Unable to load freemarker template using multipart

2019-09-06 09:47发布

问题:

I am using MultipartFile configured in my Spring MVC app via the classpath:

<bean id="multipartResolver" class="org.springframework.web.multipart.commons.CommonsMultipartResolver">
        <property name="maxUploadSize" value="1000000"/>
    </bean>

<bean id="MyController" class="myController">
        <property name="myTemplate" value="classpath:myTemplate.txt"/>

    </bean>

And I am trying to use freemarker in order to load this templete:

    public class MyController
    {
        private Resource myTemplate;

        ....

        Configuration cfg = new Configuration();
        Template tpl = cfg.getTemplate(myTemplate.getFilename());

But when I run it I am getting an error: Template classpath:myTemplate.txt not found

I tried using: cfg.setDirectoryForTemplateLoading(myTemplate.getFile().getParentFile()) to determine the directory but that didn't help either.

Any ideas...?

回答1:

From the quoted error message I suppose myTemplate.getFilename() returns classpath:myTemplate.txt, not myTemplate.txt. That would exaplain why it doesn't work even if you set the template directory to myTemplate.getFile().getParentFile().

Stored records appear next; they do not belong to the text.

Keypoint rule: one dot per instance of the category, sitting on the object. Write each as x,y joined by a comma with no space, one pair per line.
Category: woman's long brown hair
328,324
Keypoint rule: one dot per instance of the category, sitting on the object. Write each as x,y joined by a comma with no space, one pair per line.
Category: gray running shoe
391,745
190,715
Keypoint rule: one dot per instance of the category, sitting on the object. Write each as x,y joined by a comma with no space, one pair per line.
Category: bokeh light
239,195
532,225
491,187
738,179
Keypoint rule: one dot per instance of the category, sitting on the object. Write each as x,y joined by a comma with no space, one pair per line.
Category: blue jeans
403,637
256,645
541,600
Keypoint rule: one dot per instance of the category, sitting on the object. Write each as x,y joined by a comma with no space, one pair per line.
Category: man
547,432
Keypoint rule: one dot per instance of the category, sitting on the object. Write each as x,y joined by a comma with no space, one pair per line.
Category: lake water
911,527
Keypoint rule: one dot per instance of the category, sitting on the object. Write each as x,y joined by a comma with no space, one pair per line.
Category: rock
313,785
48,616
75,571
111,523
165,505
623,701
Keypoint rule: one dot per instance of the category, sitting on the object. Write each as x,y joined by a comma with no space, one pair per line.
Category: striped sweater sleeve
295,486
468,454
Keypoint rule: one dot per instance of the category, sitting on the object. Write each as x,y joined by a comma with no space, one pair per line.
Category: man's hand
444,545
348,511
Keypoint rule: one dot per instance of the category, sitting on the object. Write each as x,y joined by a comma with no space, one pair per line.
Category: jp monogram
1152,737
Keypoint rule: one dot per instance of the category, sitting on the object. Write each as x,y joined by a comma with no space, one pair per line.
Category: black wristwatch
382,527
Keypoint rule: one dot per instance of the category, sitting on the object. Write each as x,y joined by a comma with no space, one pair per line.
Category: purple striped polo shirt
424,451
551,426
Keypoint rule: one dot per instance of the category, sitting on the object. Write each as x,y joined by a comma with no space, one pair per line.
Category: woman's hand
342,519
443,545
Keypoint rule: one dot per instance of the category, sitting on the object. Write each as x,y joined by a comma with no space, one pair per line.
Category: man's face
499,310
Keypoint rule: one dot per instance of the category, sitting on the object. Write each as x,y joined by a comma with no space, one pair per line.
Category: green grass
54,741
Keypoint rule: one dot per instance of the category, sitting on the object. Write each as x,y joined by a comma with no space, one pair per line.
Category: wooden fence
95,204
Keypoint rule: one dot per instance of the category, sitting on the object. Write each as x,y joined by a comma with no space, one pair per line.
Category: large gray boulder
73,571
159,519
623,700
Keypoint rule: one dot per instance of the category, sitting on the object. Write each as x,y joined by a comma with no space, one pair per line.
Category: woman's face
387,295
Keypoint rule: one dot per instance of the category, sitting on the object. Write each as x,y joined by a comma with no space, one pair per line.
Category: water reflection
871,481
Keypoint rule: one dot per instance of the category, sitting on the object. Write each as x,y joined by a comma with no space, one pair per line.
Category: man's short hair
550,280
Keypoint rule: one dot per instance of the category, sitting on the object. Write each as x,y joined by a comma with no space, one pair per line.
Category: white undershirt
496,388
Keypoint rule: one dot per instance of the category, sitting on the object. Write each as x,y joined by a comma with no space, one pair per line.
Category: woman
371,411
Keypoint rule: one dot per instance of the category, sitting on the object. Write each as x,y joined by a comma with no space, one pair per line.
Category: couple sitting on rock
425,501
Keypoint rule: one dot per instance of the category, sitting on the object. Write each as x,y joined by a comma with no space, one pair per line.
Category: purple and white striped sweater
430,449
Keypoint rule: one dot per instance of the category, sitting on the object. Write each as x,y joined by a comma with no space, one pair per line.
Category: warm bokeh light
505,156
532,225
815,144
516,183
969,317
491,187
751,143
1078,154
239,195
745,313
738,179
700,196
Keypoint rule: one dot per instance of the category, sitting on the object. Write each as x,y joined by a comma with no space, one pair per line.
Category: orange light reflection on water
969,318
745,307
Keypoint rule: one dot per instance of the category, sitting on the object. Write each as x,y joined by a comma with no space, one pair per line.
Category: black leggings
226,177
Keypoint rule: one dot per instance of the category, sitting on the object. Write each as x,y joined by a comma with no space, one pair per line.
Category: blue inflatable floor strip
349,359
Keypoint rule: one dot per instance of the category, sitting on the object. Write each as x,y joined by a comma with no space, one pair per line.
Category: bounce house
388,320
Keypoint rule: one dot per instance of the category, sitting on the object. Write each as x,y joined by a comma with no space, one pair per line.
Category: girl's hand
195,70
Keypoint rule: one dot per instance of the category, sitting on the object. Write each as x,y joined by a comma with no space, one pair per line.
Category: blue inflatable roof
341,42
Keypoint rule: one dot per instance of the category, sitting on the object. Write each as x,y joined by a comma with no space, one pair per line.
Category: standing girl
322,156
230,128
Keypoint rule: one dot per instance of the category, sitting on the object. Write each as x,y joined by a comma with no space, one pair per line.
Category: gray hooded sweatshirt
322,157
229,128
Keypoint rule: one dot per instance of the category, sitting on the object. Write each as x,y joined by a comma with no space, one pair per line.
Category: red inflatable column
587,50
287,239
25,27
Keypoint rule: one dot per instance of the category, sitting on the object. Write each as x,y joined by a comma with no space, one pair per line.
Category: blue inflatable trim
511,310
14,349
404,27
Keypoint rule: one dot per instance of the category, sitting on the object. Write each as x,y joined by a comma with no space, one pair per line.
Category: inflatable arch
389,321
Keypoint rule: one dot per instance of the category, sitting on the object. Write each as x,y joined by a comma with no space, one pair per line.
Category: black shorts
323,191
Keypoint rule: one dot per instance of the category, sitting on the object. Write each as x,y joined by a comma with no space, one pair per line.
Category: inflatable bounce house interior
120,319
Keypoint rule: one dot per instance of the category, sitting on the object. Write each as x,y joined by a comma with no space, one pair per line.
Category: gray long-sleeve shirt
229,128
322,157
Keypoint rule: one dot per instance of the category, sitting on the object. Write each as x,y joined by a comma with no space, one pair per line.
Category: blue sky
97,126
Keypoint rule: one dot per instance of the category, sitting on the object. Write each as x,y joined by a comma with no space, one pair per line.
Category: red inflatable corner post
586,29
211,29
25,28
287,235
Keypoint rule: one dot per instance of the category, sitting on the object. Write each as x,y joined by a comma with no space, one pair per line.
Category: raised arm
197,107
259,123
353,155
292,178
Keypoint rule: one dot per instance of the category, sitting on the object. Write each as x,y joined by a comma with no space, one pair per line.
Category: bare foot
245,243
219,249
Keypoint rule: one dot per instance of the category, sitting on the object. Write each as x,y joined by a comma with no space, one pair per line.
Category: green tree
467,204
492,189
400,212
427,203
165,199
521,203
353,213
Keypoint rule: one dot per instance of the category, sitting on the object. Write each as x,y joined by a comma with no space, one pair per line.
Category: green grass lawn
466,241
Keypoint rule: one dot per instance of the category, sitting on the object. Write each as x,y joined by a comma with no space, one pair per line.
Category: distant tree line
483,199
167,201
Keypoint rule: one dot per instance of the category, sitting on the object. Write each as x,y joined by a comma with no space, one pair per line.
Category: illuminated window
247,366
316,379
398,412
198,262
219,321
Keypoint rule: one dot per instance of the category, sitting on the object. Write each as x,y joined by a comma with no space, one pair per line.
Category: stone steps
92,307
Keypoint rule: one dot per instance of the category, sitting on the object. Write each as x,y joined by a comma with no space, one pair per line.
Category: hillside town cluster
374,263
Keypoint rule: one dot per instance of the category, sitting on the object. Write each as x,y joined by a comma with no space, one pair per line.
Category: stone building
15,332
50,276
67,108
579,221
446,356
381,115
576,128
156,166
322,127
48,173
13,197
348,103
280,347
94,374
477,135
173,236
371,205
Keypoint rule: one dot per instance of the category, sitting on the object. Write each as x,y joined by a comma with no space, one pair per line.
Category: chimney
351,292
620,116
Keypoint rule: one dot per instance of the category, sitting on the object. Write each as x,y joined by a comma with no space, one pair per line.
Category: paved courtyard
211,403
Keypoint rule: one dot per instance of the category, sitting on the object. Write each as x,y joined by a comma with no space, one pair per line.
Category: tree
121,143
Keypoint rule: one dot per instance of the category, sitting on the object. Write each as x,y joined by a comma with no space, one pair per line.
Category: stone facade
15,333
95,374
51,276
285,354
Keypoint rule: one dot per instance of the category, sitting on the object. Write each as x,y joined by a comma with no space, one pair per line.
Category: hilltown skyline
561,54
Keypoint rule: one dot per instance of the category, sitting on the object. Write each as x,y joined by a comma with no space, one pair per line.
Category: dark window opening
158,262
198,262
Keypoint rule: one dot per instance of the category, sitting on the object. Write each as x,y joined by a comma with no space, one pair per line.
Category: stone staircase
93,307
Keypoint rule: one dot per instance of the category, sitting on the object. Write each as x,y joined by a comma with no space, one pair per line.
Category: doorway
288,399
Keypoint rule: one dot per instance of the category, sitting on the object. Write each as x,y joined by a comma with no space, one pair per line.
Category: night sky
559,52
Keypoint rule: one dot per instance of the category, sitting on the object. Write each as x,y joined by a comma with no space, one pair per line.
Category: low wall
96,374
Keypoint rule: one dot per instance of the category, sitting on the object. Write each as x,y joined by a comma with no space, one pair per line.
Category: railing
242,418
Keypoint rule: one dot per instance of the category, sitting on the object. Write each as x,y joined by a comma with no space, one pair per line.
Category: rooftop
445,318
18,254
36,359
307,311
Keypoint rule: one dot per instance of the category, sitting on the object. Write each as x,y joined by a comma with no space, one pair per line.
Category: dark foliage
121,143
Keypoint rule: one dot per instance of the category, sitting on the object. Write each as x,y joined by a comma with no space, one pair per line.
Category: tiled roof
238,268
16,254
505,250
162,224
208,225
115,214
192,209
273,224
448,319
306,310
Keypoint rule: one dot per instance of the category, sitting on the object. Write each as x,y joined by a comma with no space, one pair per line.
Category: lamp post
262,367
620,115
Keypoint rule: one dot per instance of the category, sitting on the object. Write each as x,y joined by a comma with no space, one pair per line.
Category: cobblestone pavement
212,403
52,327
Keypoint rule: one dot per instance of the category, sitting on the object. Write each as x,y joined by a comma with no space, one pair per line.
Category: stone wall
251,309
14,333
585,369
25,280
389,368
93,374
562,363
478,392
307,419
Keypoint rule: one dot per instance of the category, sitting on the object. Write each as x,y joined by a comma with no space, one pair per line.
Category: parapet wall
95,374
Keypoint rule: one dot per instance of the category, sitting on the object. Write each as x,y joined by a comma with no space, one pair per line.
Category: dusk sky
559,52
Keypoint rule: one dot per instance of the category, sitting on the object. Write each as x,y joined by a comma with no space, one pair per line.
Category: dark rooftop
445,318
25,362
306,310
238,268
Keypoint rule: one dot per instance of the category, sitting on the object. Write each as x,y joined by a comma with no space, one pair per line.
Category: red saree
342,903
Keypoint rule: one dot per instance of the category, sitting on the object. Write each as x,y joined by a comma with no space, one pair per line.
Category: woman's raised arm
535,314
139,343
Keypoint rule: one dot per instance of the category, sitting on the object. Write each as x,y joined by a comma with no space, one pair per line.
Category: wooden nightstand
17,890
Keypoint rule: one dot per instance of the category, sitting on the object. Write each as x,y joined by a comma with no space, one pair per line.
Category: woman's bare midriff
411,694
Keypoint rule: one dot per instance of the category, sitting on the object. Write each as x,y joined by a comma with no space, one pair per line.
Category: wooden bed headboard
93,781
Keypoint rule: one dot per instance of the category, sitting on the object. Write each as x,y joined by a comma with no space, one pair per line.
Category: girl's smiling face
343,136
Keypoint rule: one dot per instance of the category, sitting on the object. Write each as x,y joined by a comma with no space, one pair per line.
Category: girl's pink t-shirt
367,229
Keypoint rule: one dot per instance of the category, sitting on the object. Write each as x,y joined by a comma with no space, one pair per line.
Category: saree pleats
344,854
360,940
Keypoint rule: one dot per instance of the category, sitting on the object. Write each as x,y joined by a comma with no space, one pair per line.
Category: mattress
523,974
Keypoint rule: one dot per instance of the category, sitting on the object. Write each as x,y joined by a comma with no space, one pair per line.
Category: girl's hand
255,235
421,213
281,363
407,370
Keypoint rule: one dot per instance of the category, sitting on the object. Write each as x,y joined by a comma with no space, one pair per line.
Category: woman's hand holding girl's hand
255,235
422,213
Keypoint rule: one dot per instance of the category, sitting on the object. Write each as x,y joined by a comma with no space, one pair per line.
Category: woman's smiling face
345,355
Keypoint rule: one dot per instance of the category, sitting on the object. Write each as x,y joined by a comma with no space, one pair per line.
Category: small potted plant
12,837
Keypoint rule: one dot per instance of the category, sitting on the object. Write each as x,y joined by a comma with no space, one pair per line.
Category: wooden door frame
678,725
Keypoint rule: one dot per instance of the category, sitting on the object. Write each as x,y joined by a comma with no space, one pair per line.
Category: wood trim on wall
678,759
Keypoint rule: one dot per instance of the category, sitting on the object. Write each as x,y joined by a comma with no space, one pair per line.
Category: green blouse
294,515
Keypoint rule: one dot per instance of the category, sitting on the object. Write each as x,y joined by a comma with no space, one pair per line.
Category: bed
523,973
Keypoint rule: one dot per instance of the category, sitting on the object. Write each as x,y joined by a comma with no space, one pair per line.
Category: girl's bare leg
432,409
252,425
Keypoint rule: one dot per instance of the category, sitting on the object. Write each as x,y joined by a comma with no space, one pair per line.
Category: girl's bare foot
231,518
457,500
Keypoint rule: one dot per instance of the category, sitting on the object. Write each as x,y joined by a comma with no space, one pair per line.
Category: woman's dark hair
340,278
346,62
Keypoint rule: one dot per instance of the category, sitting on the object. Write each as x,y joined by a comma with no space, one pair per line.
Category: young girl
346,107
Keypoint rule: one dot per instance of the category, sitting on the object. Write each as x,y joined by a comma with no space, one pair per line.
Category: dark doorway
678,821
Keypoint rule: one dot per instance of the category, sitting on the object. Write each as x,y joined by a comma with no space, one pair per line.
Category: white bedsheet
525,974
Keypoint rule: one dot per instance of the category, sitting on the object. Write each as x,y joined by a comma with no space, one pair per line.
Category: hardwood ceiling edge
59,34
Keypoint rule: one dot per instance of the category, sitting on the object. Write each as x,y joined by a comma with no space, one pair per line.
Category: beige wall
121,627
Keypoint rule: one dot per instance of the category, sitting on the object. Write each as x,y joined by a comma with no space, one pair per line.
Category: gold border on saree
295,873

But the more fundamental problem here is that you seem to misuse the FreeMarker API. The Configuration object should be created once in the application life cycle, normally. That's among others because it contains the template cache. If you don't use the template cache anyway, then you might as well load the template into a String, and create the Template with the Template class constructor. (However, if it #include-s or #import-s other templates, then for that FreeMarker will call cfg.getTemplate internally.) If you want to use cfg.getTemplate (and thus the cache too), then probably you should use a TemplateLoader that understands those Spring resource names, then configure FreeMarker to use that (cfg.setTemplateLoader(yourTemplateLoader)). I don't know if Spring already contains such thing or not, but in general it's not difficult to wrap a storage API into the TemplateLoader interface. (It's certainly easier and more robust on the long run than trying to "trick" FreeMarker into loading a template with an ad-hoc setDirectoryForTemplateLoading and such.)